In addition, if the named executive officer’s employment had terminated due to death or disability,
his or her unvested stock options and restricted stock or unit awards would have vested on
December 31, 2013 with values as set forth below in the subsection of this proxy statement captioned
‘‘Equity Awards.’’
Potential Payments upon Change in Control
In connection with the Separation from Abbott, AbbVie assumed the change in control agreements
between Abbott and the officers transferring to AbbVie. The agreements with Mr. Gonzalez,
Ms. Schumacher, and Messrs. Chase, Alban and Richmond are described below.
Each change in control agreement continues in effect until December 31, 2014, and can be
renewed for successive two-year terms upon notice prior to the expiration date. If notice of
non-renewal is given, the agreement will expire on the later of the scheduled expiration date and the
one-year anniversary of the date of such notice. If no notice is given, the agreement will expire on the
one-year anniversary of the scheduled expiration date.

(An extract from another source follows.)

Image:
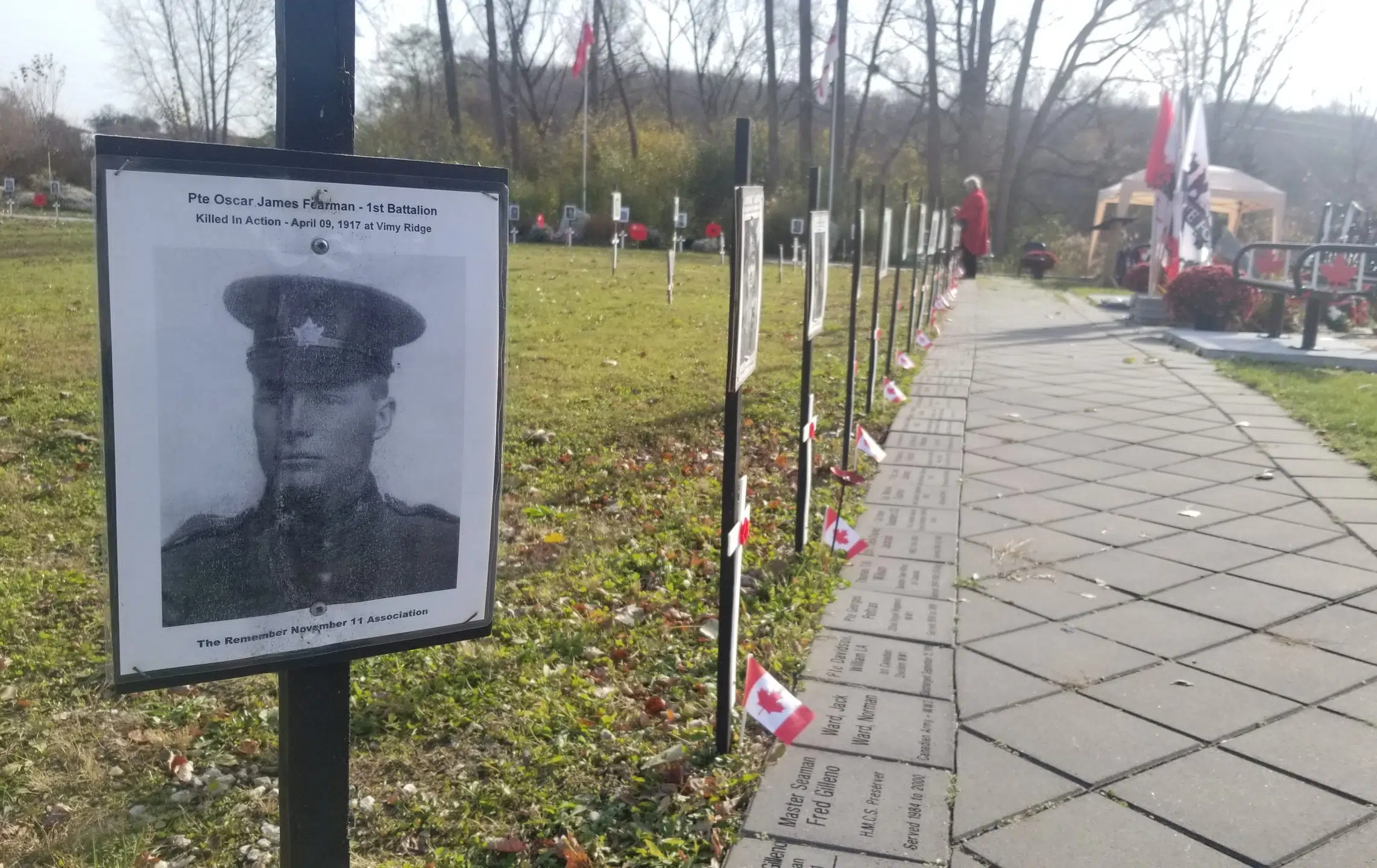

Each agreement also automatically extends for
two years following any change in control (see below) that occurs while the agreement is in effect.
The agreements provide that if the employee is terminated other than for cause or permanent
disability or if the employee elects to terminate employment for good reason (see below) within two
years following a change in control, he or she is entitled to receive a lump sum payment equal to three
times his or her annual salary and annual incentive (‘‘bonus’’) award (assuming for this purpose that all
target performance goals have been achieved or, if higher, based on the average bonus for the last
three years), plus any unpaid bonus owing for any completed performance period and the pro rata
bonus for any current bonus period (based on the highest of the bonus assuming achievement of target
performance, the average bonus for the past three years or, in the case of the unpaid bonus for any
completed performance period, the actual bonus earned). If the employee is terminated other than for
cause or permanent disability or if the employee elects to terminate employment for good reason
during a potential change in control (see below), he or she is entitled to receive a lump sum payment
of the annual salary and bonus payments described above, except that the amount of the bonus to
which the employee is entitled will be based on the actual achievement of the applicable performance
goals. If the potential change in control becomes a ‘‘change in control event’’ (within the meaning of
Internal Revenue Code Section 409A), the employee will be entitled to receive the difference between
the bonus amounts the officer received upon termination during the potential change in control and
the bonus amounts that would have been received had such amounts instead been based on the higher
of the employee’s target bonus or the average bonus paid to the employee in the preceding three years.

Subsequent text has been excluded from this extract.